The SI units of density are kilograms per cubic meter $$\left( \text{kg/m}^3 \right)$$, since the $$\text{kg}$$ and the $$\text{m}$$ are the SI units for mass and length respectively. In everyday usage in a laboratory, this unit is awkwardly large. Most solids and liquids have densities that are conveniently expressed in grams per cubic centimeter $$\left( \text{g/cm}^3 \right)$$. Since a cubic centimeter is equal to a milliliter, density units can also be expressed as $$\text{g/mL}$$. Gases are much less dense than solids and liquids, so their densities are often reported in $$\text{g/L}$$. Densities of some common substances at $$20^\text{o} \text{C}$$ are listed in the table below.

 Densities of Some Common Substances Liquids and Solids Density at $$20^\text{o} \text{C} \: \left( \text{g/mL} \right)$$ Gases Density at $$20^\text{o} \text{C} \: \left( \text{g/L} \right)$$ Ethanol 0.79 Hydrogen 0.084 Ice $$\left( 0^\text{o} \text{C} \right)$$ 0.917 Helium 0.166 Corn oil 0.922 Air 1.20 Water 0.998 Oxygen 1.33 Water $$\left( 4^\text{o} \text{C} \right)$$ 1.000 Carbon dioxide 1.83 Corn syrup 1.36 Radon 9.23 Aluminum 2.70 Copper 8.92 Lead 11.35 Mercury 13.6 Gold 19.3

Since most materials expand as temperature increases, the density of a substance is temperature dependent and usually decreases as temperature increases.

You known that ice floats in water and it can be seen from the table that ice is less dense. Alternatively, corn syrup, being denser, would sink if placed in water.

Example 3.11.1

An $$18.2 \: \text{g}$$ sample of zinc metal has a volume of $$2.55 \: \text{cm}^3$$.Calculate the density of zinc.

Solution:

Step 1: List the known quantities and plan the problem.

Known

• Mass $$= 18.2 \: \text{g}$$
• Volume $$= 2.55 \: \text{cm}^3$$

Unknown

• Density $$= ? \: \text{g/cm}^3$$

Use the equation for density, $$D = \frac{m}{V}$$, to solve the problem.

Step 2: Calculate

$D = \frac{m}{V} = \frac{18.2 \: \text{g}}{2.55 \: \text{cm}^3} = 7.14 \: \text{g/cm}^3$

If $$1 \: \text{cm}^3$$ of zinc has a mass of about 7 grams, then 2 and a half $$\text{cm}^3$$ will have a mass about 2 and a half times as great. Metals are expected to have a density greater than that of water and zinc's density falls within the range of the other metals listed above.

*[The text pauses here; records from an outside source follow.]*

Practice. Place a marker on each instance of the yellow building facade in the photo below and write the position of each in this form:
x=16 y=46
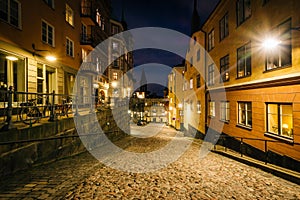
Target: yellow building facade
x=255 y=75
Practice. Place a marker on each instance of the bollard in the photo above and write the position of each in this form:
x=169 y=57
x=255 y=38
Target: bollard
x=9 y=125
x=52 y=114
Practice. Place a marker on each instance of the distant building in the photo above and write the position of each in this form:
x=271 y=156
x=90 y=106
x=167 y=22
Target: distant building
x=252 y=69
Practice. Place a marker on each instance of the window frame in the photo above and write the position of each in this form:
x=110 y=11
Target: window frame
x=224 y=27
x=241 y=17
x=47 y=33
x=225 y=111
x=69 y=48
x=279 y=122
x=224 y=69
x=245 y=58
x=248 y=118
x=69 y=14
x=211 y=39
x=211 y=74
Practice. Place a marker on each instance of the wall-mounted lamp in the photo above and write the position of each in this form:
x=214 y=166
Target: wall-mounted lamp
x=49 y=57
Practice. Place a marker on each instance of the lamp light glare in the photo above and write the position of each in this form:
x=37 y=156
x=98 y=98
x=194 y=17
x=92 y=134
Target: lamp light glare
x=51 y=58
x=11 y=58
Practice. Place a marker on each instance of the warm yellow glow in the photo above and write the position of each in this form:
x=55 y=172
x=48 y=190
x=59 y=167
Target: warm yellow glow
x=270 y=43
x=114 y=84
x=51 y=58
x=11 y=58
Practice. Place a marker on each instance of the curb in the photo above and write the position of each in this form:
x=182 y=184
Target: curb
x=287 y=174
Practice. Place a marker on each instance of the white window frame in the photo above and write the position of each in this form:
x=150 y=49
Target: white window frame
x=69 y=47
x=69 y=15
x=47 y=33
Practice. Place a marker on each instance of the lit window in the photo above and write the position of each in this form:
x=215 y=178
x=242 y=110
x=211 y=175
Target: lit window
x=198 y=55
x=281 y=55
x=198 y=107
x=198 y=81
x=212 y=109
x=245 y=114
x=47 y=33
x=69 y=47
x=280 y=119
x=211 y=40
x=224 y=69
x=244 y=61
x=115 y=76
x=50 y=3
x=224 y=31
x=69 y=15
x=243 y=10
x=191 y=83
x=224 y=111
x=10 y=11
x=211 y=74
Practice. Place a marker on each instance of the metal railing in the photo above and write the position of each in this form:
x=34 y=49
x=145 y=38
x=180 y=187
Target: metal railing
x=47 y=105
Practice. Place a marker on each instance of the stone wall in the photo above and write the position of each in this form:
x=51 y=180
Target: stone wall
x=41 y=149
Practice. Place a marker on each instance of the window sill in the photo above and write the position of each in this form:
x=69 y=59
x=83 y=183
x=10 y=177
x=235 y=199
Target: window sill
x=282 y=138
x=249 y=128
x=276 y=68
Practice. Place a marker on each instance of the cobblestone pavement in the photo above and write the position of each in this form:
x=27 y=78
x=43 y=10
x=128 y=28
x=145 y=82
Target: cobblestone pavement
x=213 y=177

Since density values are known for many substances, density can be used to determine an unknown mass or an unknown volume. Dimensional analysis will be used to ensure that units cancel appropriately.

Example 3.11.2

1. What is he mass of $$2.49 \: \text{cm}^3$$ of aluminum?

2. What is the volume of $$50.0 \: \text{g}$$ of aluminum?

Solution:

Step 1: List the known quantities and plan the problem.

Known

• Density $$= 2.70 \: \text{g/cm}^3$$
• 1. Volume $$= 2.49 \: \text{cm}^3$$
• 2. Mass $$= 50.0 \: \text{g}$$

Unknown

• 1. Mass $$= ? \: \text{g}$$
• 2. Volume $$= ? \: \text{cm}^3$$

Use the equation for density, $$D = \frac{m}{V}$$, and dimensional analysis to solve each problem.

Step 2: Calculate

$1. \: \: 2.49 \: \text{cm}^3 \times \frac{2.70 \: \text{g}}{1 \: \text{cm}^3} = 6.72 \: \text{g}$

$2. \: \: 50.0 \: \text{g} \times \frac{1 \: \text{cm}^3}{2.70 \: \text{g}} = 18.5 \: \text{cm}^3$

In problem 1, the mass is equal to the density multiplied by the volume. In problem 2, the volume is equal to the mass divided by the density.

Because a mass of $$1 \: \text{cm}^3$$ of aluminum is $$2.70 \: \text{g}$$, the mass of about $$2.5 \: \text{cm}^3$$ should be about 2.5 times larger. The $$50 \: \text{g}$$ of aluminum is substantially more than its density, so that amount should occupy a relatively large volume.